L'adoption par François Hollande des cinq mesures préconisées par le collectif de dirigeants d'entreprise dans leur lettre ouverte est-elle envisageable au regard du contexte politique du moment ? Les actuels rapports de force au sein de la majorité - comme entre la majorité et l'opposition – permettent-ils d'être optimistes quant à l'adoption de ces mesures ?

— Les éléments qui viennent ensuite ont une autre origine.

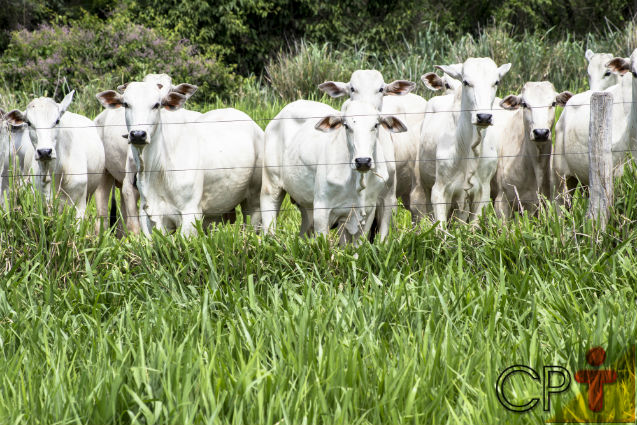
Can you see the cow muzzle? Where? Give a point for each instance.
(541, 135)
(363, 164)
(44, 154)
(138, 137)
(484, 120)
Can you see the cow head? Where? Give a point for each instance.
(599, 76)
(538, 100)
(42, 117)
(480, 78)
(621, 66)
(368, 86)
(361, 122)
(142, 102)
(445, 83)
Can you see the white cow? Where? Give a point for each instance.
(187, 170)
(334, 168)
(570, 156)
(17, 156)
(599, 76)
(454, 165)
(69, 153)
(525, 147)
(369, 86)
(111, 125)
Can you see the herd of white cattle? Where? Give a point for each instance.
(449, 156)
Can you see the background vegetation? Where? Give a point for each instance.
(233, 327)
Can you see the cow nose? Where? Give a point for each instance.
(363, 164)
(137, 136)
(44, 154)
(484, 119)
(541, 134)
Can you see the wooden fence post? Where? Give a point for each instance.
(600, 158)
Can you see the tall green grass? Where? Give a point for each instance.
(234, 327)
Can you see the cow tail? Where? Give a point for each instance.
(113, 215)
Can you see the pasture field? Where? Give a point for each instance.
(234, 327)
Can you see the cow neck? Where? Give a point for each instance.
(469, 135)
(539, 154)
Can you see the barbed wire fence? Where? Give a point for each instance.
(600, 156)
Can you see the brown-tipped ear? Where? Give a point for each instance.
(619, 65)
(110, 99)
(393, 124)
(122, 87)
(329, 123)
(186, 89)
(173, 101)
(16, 118)
(399, 87)
(563, 97)
(511, 102)
(334, 88)
(433, 82)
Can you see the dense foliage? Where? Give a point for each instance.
(55, 58)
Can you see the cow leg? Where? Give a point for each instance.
(307, 222)
(418, 203)
(502, 207)
(188, 219)
(321, 218)
(271, 199)
(102, 194)
(441, 202)
(130, 196)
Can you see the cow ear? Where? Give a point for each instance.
(110, 99)
(66, 102)
(186, 89)
(16, 118)
(399, 87)
(511, 102)
(503, 69)
(173, 101)
(393, 124)
(454, 71)
(433, 82)
(563, 97)
(334, 88)
(619, 65)
(329, 123)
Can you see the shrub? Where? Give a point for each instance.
(112, 52)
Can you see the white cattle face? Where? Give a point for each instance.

Sophie de Menthon : Il est vrai qu'il faudrait passer du traitement social du chômage à une vraie politique de l'emploi, or la moitié du gouvernement y est opposée... C'est le logiciel qu'il faut changer ! Cependant c’est à toutes les forces politiques que cet appel s’adresse, au nom de l’intérêt général ! Il serait dramatique que toutes les mesures inutiles soient uniquement prises dans un objectif électoral pour la présidentielle. Quant à la perspective d’une " loi d’urgence" évoquée elle serait forcement récupérée par les partis politiques sans égards pour l’intérêt général, et cela laisse entrevoir de nouveaux débats sans fin …  La simplification reste un effet d’annonce  et nous sommes tous submergés par la complexité.

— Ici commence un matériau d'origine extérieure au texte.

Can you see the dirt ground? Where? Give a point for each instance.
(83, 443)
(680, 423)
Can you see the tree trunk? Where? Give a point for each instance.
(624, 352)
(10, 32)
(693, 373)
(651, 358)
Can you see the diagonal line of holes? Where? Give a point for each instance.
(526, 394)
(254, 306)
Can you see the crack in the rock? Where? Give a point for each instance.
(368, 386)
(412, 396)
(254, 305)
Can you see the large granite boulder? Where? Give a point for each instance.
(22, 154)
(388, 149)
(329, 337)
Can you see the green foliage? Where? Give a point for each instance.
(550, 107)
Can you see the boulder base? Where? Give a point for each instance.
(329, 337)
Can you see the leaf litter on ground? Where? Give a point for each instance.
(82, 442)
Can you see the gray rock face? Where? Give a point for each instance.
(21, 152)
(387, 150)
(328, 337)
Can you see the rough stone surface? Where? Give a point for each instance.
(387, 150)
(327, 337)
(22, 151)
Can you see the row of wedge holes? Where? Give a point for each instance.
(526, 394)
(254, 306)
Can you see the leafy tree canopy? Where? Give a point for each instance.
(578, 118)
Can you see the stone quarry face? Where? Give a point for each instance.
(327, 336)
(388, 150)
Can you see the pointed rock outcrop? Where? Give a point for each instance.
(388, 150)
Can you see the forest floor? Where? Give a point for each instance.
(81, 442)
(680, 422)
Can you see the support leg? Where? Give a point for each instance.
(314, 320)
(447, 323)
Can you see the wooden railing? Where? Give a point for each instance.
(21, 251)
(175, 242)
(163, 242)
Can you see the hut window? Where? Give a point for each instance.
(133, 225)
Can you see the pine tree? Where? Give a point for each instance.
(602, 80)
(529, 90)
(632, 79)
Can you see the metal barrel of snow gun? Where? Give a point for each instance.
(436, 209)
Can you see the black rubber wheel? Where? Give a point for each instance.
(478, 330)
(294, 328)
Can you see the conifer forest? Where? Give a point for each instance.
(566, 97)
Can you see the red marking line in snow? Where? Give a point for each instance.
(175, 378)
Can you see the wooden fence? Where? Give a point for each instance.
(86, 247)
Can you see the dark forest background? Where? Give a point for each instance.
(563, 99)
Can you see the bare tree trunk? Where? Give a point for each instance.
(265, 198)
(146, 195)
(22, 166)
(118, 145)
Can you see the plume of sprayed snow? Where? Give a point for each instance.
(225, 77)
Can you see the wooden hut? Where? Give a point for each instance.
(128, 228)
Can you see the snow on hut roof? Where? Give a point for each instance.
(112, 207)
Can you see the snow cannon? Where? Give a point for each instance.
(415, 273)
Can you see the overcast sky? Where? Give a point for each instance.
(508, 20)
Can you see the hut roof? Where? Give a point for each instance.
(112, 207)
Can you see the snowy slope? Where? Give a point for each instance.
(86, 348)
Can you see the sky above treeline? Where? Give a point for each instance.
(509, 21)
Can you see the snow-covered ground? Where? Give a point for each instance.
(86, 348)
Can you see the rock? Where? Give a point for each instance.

Eric Verhaeghe : Le sujet qui me paraît le plus important est de savoir quelle compréhension le gouvernement peut avoir de ces mesures. Une idée paraît intelligente: la suppression totale des cotisations sociales pendant deux emplois pour les recrutements dans les PME et les TPE. Cette idée de bon sens avait été combattue par le MEDEF de Laurence Parisot en son temps. Que le MEDEF de Pierre Gattaz s'y rallie est une bonne chose, car c'est le dispositif le plus simple pour que les entreprises abordent avec souplesse les nouveaux recrutements. Dans le même temps, il faut savoir arrêter les mesures contradictoires. Par exemple, au 1er janvier 2016, est entrée en vigueur une loi qui limite le recrutement de stagiaires dans les entreprises. Peut-on expliquer la cohérence de ce dispositif ? si ce n'est par le combat incessant mené par les ennemis de l'entreprise contre toutes les dispositions qui peuvent faciliter l'emploi.

Quid des rapports de force entre les syndicats eux-mêmes, et entre le gouvernement et les syndicats ? Sont-ils en faveur de l'adoption de telles mesures ?

Eric Verhaeghe : Les syndicats agissent aujourd'hui en ordre dispersé. Sur le fond, le plus frappant est sans doute de constater qu'il n'existe plus, dans la classe politique, de pensée suffisamment cortiquée pour répondre aux propositions patronales. Par exemple, la suppression des cotisations sociales pour les apprentis est une idée qui percute de plein fouet la réticence de l'Education nationale devant l'apprentissage. La ministre de l'Education est-elle capable de convaincre son administration des bienfaits de l'alternance? La réponse est dans la question. Il s'agit là d'un exemple parmi d'autres de la faillite des élites publiques, qui s'opposent chaque fois qu'elles le peuvent à une politique cohérente en matière d'emploi. La dispersion syndicale est une autre facette de cette faillite.